China Growth: The recovery is losing momentum. Weak economic data offset the optimism of further stimulus. The three-day Dragon Boat holiday did boost domestic consumption but it is still below the pre-COVID level (i.e. same period in 2019). Markets believe the growth has peaked in Q1 and cut their forecast in Q2.
*Data as of market close. 5-day change ending on Friday.
VIEW FROM THE STREET
Bank of America: Given the outlook of lower profits and higher interest rates, the rally in stock prices is mainly driven by the rising valuation rather than an improved outlook for either profits or interest rates.
Blackrock: Japanese stocks are under the spotlight, and they are expected to outperform their peers in other developed markets.

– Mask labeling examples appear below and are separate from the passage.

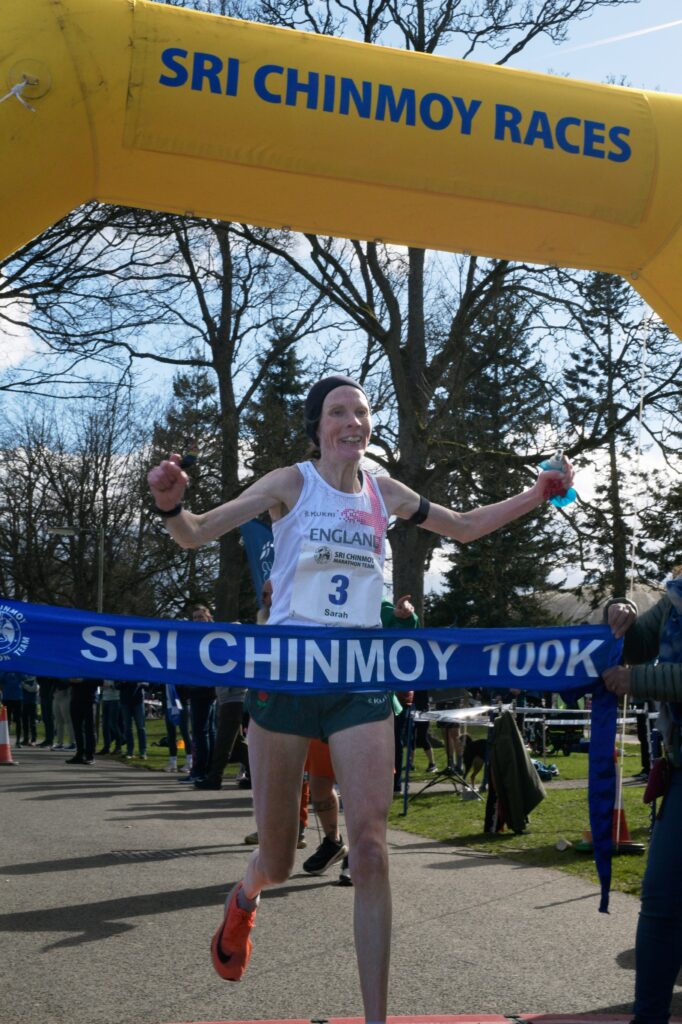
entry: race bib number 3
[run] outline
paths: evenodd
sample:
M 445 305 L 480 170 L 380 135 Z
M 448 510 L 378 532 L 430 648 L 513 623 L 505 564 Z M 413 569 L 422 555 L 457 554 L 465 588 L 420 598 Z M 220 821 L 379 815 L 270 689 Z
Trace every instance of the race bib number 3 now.
M 374 626 L 383 583 L 372 552 L 307 545 L 296 566 L 290 614 L 324 626 Z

The main catalysts include supportive monetary policy, less supply constraints and corporate reforms.
Morgan Stanley: Investors are recommended to add duration as the short-term rates top out, plus bills and bonds rollover. Credit spreads are expected to widen as data showed an increase in rejected credit applications and bankruptcy filings.
J.P. Morgan: Fed is expected to raise hikes two more times by the year-end. The policy error risk has increased, which may trigger a recession. Investors are suggested to focus on quality assets and maintain short-to-intermediate for the duration.
Goldman Sachs: Economic data came in strong this week. GDP is higher than expected (2% actual vs 1.4% expected). Job market is strong too, with initial jobless claims dropped to 239k. The strength in the economy is boosting market confidence.
J.P. Morgan: Banks, especially the small ones, are still facing risks such as losing deposits and losses on their portfolio due to the elevated interest rates that are staying for longer. Thus, credit conditions are not going to improve soon.